“It is the Night of the Long Knives. Those who emerge from it at the end of September will be worthy of it” – CEO of Sompo International, John Charman, quoted from Insurance Insider.
Given recent events, for clients who have exposure directly or indirectly to the insurance losses that will occur from the fall out of hurricanes Harvey and Irma, it is currently very obvious that no one has any idea about the quantum of claims that are likely to arise. Much uncertainty exists.

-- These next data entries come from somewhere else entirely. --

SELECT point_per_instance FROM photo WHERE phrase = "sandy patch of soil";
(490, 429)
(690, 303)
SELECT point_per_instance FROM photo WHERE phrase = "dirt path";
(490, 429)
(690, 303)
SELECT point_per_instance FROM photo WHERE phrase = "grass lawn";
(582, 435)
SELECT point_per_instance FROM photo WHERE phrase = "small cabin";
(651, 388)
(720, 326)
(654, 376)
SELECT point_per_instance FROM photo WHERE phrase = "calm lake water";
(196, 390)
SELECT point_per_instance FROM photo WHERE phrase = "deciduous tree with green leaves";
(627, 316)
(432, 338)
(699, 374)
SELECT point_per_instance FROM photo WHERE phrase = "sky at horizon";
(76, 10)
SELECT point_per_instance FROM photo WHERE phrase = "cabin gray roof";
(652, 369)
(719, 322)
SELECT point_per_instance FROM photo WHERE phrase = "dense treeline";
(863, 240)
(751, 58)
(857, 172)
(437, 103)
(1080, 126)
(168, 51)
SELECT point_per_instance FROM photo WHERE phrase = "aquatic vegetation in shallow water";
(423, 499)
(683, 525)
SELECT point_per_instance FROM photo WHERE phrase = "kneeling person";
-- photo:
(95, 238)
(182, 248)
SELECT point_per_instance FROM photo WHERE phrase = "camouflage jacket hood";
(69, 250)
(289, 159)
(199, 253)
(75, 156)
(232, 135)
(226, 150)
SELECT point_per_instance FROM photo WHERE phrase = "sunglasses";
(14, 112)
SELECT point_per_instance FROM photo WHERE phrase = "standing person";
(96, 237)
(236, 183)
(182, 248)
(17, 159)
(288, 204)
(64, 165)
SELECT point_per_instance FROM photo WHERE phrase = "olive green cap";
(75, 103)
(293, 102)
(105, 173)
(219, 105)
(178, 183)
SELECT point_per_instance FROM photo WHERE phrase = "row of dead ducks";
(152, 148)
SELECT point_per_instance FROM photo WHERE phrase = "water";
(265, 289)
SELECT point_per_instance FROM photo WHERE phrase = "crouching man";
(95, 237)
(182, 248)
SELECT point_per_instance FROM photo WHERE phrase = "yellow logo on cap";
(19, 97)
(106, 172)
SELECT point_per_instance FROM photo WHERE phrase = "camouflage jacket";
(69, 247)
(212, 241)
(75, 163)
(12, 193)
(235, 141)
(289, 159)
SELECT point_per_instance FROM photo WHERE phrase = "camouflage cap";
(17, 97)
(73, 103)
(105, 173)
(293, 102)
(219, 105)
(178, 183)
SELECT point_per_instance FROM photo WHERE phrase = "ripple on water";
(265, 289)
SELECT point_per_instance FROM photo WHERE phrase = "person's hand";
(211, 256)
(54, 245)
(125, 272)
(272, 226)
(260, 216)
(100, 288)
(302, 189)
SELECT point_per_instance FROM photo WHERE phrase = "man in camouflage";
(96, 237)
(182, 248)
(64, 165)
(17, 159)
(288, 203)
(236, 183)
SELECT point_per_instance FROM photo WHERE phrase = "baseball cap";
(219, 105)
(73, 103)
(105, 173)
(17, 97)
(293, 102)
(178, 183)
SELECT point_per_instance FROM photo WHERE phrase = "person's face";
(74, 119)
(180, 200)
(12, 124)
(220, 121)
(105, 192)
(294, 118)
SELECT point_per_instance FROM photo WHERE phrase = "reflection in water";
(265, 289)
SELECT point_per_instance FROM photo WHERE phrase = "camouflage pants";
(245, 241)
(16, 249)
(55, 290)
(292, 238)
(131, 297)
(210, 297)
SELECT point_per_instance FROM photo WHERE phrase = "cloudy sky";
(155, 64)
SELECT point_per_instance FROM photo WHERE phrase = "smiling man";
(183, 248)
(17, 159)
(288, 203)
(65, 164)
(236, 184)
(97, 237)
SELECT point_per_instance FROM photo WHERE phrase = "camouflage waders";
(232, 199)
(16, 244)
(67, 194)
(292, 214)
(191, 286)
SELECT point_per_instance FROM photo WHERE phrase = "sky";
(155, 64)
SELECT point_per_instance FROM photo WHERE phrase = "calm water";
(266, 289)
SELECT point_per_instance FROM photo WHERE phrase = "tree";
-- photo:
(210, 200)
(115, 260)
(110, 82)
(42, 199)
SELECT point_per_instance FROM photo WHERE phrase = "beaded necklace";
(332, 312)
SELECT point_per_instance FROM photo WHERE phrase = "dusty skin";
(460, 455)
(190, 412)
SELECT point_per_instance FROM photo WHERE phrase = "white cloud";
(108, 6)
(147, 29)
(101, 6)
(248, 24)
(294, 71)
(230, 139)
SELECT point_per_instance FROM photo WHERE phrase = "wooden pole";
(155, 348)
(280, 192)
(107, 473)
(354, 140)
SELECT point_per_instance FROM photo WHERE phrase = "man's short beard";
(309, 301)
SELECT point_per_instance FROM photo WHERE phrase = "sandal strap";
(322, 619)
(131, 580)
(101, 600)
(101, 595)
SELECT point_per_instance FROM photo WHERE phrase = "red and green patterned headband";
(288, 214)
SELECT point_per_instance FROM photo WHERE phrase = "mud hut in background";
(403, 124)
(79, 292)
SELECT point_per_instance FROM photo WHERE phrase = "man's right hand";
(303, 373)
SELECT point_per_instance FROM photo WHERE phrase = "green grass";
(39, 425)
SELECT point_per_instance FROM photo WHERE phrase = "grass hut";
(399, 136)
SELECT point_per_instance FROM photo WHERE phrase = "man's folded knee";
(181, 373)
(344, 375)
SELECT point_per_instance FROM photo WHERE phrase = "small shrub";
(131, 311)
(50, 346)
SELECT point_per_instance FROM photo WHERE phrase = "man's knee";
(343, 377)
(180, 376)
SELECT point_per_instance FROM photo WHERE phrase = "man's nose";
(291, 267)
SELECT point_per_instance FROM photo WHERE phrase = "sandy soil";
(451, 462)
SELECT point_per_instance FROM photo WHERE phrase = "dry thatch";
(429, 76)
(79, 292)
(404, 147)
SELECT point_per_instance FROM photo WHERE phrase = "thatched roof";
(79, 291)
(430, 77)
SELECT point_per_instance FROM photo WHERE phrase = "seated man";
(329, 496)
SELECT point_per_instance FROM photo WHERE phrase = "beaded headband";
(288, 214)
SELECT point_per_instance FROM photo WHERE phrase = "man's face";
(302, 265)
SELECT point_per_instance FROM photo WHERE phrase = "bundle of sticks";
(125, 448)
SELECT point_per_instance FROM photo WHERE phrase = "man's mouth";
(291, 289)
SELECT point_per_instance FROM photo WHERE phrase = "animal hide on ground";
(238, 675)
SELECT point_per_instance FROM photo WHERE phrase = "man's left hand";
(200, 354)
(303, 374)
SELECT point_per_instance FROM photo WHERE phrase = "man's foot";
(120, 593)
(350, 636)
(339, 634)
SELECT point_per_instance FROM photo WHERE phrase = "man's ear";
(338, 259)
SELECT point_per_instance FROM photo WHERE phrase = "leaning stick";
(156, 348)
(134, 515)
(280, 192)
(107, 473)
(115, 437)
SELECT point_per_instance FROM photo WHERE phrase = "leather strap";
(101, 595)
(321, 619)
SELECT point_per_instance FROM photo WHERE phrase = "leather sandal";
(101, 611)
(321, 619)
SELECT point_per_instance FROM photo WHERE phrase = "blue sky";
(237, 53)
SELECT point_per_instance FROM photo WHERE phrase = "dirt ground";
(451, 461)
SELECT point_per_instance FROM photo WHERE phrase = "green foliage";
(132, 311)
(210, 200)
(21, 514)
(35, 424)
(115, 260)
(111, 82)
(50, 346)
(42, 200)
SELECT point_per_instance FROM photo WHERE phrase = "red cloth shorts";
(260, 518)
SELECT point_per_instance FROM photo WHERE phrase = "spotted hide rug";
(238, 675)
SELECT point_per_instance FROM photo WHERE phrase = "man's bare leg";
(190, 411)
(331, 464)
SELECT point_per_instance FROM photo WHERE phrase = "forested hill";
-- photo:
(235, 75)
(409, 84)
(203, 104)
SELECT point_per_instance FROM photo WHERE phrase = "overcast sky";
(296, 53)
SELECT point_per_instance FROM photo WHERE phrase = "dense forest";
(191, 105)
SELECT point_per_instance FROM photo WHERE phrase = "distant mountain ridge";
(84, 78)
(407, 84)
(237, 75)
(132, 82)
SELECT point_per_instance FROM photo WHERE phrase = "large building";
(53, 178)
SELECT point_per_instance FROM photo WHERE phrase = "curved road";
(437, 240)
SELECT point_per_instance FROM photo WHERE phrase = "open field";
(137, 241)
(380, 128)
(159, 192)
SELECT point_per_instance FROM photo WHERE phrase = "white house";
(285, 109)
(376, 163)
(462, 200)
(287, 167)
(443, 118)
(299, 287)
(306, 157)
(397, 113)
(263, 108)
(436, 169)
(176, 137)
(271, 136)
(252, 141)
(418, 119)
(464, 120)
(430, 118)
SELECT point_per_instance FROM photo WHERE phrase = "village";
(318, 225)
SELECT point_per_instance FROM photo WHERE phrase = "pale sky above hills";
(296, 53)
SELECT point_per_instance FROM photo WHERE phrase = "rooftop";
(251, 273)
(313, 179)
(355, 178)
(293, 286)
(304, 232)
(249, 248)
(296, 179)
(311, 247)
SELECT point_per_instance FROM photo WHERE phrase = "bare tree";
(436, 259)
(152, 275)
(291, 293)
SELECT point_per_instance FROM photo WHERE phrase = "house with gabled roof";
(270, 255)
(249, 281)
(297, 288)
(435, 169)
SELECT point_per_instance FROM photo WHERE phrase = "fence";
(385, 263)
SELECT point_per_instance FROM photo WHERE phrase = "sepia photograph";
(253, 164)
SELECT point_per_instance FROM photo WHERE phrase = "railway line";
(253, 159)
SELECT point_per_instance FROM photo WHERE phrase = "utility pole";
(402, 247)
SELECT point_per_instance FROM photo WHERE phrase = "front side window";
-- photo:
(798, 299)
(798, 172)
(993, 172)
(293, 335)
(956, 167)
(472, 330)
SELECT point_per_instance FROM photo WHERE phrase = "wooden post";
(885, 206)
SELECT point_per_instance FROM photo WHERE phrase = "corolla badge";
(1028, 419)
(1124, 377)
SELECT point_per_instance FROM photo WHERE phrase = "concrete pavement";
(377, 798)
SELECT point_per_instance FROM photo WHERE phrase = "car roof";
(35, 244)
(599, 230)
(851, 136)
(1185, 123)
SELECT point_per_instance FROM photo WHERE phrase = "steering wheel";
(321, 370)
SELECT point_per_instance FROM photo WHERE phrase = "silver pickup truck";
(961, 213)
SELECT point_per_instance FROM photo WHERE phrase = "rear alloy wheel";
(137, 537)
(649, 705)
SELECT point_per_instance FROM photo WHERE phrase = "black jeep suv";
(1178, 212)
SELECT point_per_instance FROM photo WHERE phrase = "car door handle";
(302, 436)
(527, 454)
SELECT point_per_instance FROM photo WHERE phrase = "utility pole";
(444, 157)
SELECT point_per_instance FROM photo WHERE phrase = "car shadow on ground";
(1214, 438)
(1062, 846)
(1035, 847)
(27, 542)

The losses from Harvey are forecasted to be flood related and predominantly occupying the primary market. The areas with the highest impact are expected to be threefold: the auto sector, property sector and commercial sector. Auto – as a result of waterlogged and damaged car claims; property – due to the devastation of countless properties; and, commercial – businesses unable to continue operating. In contrast, Irma looks like being more relevant in the home owners market after the storm surges and wind damage and auto exposure is expected to be less with Irma.
In relative terms, the losses from Irma are expected to surpass the $48+ billion loss from Katrina. The Insurance Insider has quoted Harvey as a loss of $25-$30 billion, making it larger than Sandy. Harvey is not expected to significantly alter both reinsurance and insurance pricing, whilst most commentators would expect Irma to halt declines rather than necessarily increase pricing. Obviously much depends on the eventual level of claims.
Currently, modeling agencies have been careful to put out numbers and markets are always cautious in the agencies abilities to actually calculate losses as previous estimates have been inaccurate.
For insurance companies with strong capital positions, we could see a number of alternative scenarios. These may vary from offers of cover at penal rates to firms simply looking to assist core clients in a time of need. It will be interesting to see how events unfold for the weaker firms within the market.
In terms of the impact on London, Lloyds will be expected to take a loss. Recent years have seen coastal exposure increase and general US catastrophe exposure is a core part of the market. Against this is the fact that recent loss ratios have been hovering around 100% without a major catastrophe. It will be interesting to see if more recent capital providers are scared off or simply reload for another season. The outcome of the next few months will determine if some new providers of capital do stay in for the long-term or simply withdraw and allow an increase in insurance rates to be more sustainable.